Though I believe the animosity is rooted in the schism of wonk vs. geek it does raise the question: is someone who is a “purist” or “radical” excluded from being pragmatic? Mike Shipley in the Libertarian Party Radical Caucus members group raised the salient point that no, there is no requirement that a principled libertarian cannot be pragmatic. In fact, it is a strict adherence to the principles that is pragmatic. Radicals don’t go out and work for the party to have a small debate club, or to just recreate it into a think tank, we also aren’t “afraid of winning” either, we just share David Nolan's consideration as to the importance of putting up candidates to properly communicate the message of libertarianism. Would I, and many other radicals push Rothbard’s Button? Of course, until my fingers bled, but even Rothbard, an influential early member of the party laid out that “There is not a single abolitionist who would not grab a feasible method, or a gradual gain if it came his way. The difference is that the abolitionist always holds high the banner of his ultimate goal, never hides his basic principles, and wishes to get to his goal as fast as humanly possible. Hence, while the abolitionist will accept a gradual step in the right direction if that is all that he can achieve, he always accepts it grudgingly, as merely a first step toward a goal which he always keeps blazingly clear. The abolitionist is a "button pusher" who would blister his thumb pushing a button that would abolish the State immediately if such a button existed. But the abolitionist also knows that alas, such a button does not exist and that he will take a bit of the loaf if necessary – while always preferring the whole loaf if he can achieve it.” So it is not a case of whether or not one can accept gradual pragmatism, but whether one is willing to openly admit their ultimate goal of true liberty, or even don’t share that same goal. As in the big tent of the libertarian party, there are those who may not be able to accept the exiting of the state from one sector or another, to use the “libertarian train” metaphor, they just will be getting off at an earlier stop.

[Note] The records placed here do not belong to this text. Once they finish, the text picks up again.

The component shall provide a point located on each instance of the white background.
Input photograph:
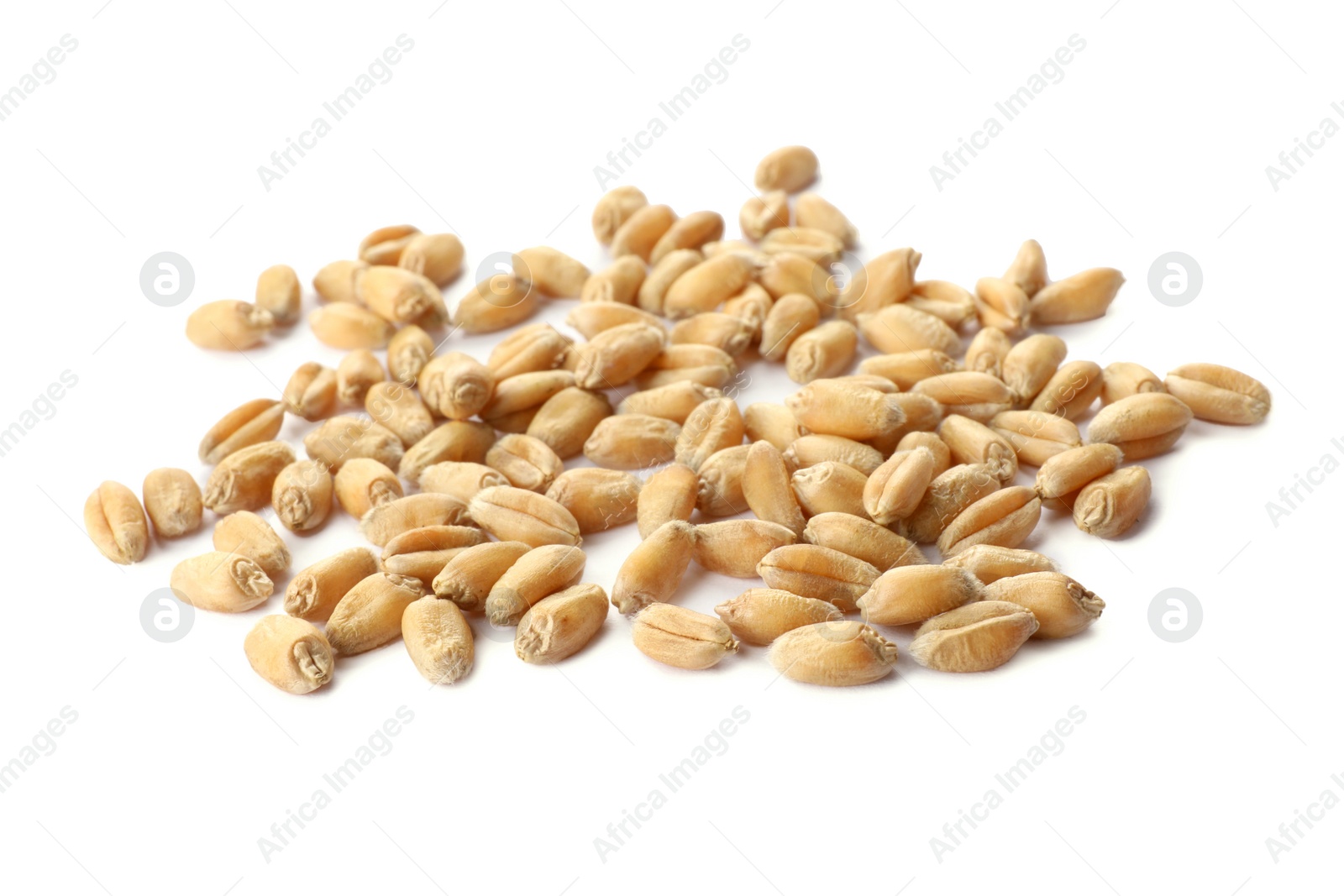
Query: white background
(1156, 139)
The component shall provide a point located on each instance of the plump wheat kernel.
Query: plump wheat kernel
(1028, 269)
(385, 246)
(497, 302)
(289, 653)
(1030, 364)
(598, 499)
(221, 582)
(1005, 517)
(437, 257)
(438, 640)
(248, 535)
(988, 351)
(335, 282)
(823, 351)
(679, 637)
(349, 327)
(561, 625)
(249, 423)
(1126, 378)
(882, 282)
(1061, 606)
(456, 441)
(172, 501)
(632, 443)
(362, 484)
(759, 616)
(244, 479)
(763, 214)
(773, 423)
(302, 495)
(538, 574)
(810, 450)
(1081, 297)
(613, 208)
(833, 654)
(116, 523)
(820, 573)
(315, 591)
(400, 410)
(976, 637)
(467, 579)
(279, 291)
(355, 374)
(864, 540)
(1109, 506)
(721, 483)
(788, 168)
(905, 369)
(370, 614)
(947, 301)
(528, 463)
(672, 402)
(1001, 304)
(830, 486)
(423, 553)
(990, 562)
(837, 407)
(642, 231)
(898, 485)
(1075, 468)
(1072, 391)
(949, 493)
(568, 419)
(655, 569)
(736, 547)
(1142, 425)
(898, 328)
(691, 231)
(386, 521)
(228, 325)
(1037, 436)
(911, 594)
(1220, 394)
(974, 443)
(669, 495)
(517, 515)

Our approach is to openly admit our goals and educate others to hopefully see what we believe and eventually agree with us. But this isn’t just the work of a think tank, this is the necessary work it will take to forge a political base that will make the Libertarian Party a major player in politics across the nation. While protest votes due to the old parties’ putting up arguably the worst candidates in recent history is a promising feat, bound to give us results like never before, it takes education and differentiation to retain voters and grow the base of reliable Libertarian support. So the Radicals will continue on demanding a world set free in our lifetime, and be planting trees whose shade we may never sit under because Rothbard’s Button doesn’t exist.